At war with libraries
Consider this: religious fundamentalism is caused by the deficiency of empathic concern, which can be cured effectively by an appropriate dose of literary fiction! Thus, it is self-explanatory why the perpetrators of fundamentalism wage their war starting with libraries. It also explains why the hate-speeches by “hurt” Hindus accusing Hareesh is noticeable for the similarity in tone and content to the vehement outbursts from Islamic fundamentalists in comparable situations.
For example, the whole controversy around Meesa is based on an observation made by a side character, to the effect that women who go to the temple well-dressed are trying to broadcast a subconscious message that they are prepared to have sex. However, the state president of the protesting organisation has deliberately misinformed people that it is not a character but the author himself who has made such a statement. The protesters pretend not to have seen the word “subconscious” at all.
It isn’t funny that while women all over the world are proclaiming unconditional power over their bodies and sexuality, a state which tops the list of educated women in the country sees women being told it is wrong to express sexual desires even “subconsciously”. And this is the second reason for considering the maturity of our society a joke: the outrage is conscious. Subconsciously, it is an effort to reinforce the concept of the honour of the upper caste, by the upper caste and for the upper caste.

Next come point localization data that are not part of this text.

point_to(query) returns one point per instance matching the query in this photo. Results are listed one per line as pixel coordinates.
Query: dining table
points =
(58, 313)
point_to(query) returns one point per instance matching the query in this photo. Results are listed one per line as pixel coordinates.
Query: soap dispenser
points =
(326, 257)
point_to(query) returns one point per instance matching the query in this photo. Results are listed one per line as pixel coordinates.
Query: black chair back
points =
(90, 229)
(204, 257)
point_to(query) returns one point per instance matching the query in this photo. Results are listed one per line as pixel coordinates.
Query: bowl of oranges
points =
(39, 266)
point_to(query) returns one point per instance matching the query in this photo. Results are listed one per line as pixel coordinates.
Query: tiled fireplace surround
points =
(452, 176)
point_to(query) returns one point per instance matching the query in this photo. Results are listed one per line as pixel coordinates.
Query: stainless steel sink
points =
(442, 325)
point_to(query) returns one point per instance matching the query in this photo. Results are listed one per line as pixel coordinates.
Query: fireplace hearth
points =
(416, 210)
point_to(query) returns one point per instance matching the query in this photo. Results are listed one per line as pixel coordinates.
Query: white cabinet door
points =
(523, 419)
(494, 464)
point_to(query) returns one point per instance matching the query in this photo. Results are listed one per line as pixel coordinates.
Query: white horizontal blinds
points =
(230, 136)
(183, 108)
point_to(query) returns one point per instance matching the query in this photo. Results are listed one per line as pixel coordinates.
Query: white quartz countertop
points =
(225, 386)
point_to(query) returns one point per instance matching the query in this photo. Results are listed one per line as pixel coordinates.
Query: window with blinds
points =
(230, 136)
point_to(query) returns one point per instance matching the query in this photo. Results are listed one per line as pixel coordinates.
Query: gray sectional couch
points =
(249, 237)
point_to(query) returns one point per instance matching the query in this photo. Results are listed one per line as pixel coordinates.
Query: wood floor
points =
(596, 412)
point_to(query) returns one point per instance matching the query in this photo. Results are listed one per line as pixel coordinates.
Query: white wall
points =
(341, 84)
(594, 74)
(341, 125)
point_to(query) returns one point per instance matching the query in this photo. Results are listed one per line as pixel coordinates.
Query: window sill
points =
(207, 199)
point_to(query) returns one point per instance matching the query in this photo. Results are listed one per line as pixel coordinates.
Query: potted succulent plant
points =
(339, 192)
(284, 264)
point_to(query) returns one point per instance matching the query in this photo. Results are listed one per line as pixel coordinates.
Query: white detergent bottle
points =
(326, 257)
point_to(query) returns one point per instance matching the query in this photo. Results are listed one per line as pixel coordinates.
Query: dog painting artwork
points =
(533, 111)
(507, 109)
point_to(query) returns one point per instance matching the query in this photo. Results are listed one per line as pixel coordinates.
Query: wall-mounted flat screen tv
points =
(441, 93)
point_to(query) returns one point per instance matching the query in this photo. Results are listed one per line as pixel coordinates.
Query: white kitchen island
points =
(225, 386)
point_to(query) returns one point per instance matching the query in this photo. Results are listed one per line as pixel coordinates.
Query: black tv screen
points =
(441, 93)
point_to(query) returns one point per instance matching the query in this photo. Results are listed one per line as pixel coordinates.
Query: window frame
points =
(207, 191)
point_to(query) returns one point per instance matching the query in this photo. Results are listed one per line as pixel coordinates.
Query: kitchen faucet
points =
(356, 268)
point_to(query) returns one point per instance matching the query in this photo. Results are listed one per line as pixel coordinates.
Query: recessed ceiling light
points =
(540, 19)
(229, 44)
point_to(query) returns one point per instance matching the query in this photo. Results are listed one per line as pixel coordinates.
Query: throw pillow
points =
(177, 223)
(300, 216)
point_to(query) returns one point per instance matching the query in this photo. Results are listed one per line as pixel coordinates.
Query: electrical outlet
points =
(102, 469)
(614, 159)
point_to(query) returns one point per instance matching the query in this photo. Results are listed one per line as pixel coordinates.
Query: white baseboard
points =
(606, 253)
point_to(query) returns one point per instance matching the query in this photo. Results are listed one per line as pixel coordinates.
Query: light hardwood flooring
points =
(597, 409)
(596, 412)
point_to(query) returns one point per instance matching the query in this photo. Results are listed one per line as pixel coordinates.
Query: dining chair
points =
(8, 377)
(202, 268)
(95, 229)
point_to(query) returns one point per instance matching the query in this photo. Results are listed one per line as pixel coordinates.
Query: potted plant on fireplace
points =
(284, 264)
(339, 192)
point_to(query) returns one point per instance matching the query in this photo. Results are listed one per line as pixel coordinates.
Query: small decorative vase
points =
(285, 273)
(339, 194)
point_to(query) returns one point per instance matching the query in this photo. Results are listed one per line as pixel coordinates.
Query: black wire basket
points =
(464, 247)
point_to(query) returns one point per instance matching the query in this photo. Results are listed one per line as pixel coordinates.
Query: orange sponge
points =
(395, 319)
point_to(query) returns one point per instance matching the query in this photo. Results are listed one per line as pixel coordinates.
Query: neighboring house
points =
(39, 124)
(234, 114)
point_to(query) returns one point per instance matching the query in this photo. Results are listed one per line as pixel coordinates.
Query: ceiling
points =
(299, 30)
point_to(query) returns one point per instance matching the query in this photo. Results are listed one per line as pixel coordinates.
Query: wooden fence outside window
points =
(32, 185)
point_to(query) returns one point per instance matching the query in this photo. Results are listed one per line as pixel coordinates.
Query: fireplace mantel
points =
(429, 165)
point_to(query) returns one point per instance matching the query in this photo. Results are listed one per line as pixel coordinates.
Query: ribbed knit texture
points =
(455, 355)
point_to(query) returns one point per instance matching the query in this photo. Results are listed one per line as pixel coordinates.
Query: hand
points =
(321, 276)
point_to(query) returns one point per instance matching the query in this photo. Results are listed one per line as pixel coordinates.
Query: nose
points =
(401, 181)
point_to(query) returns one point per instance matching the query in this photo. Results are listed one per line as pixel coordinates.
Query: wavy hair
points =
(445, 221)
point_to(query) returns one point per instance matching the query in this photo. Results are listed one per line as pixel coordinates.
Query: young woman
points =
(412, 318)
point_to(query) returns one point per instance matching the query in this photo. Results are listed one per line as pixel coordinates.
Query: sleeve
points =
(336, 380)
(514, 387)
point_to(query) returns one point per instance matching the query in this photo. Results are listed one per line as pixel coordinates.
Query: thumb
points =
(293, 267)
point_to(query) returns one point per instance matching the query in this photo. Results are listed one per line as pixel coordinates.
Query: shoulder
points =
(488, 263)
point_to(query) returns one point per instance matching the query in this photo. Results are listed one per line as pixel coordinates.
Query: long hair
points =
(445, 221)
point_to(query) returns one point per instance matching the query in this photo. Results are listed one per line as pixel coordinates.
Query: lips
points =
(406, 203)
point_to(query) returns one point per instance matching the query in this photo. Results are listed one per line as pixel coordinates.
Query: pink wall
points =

I believe that the most important lesson to be learnt from the catastrophised protest against Meesa is that it has nothing to do with the honour of the Hindus. It is only about the politics of terror. With the Parliament elections closing in, we Malayalis too are being prepared consciously and subconsciously for our share of violence. Afterwards, who knows whether there will be any need ever again to differentiate between the literal and the literary.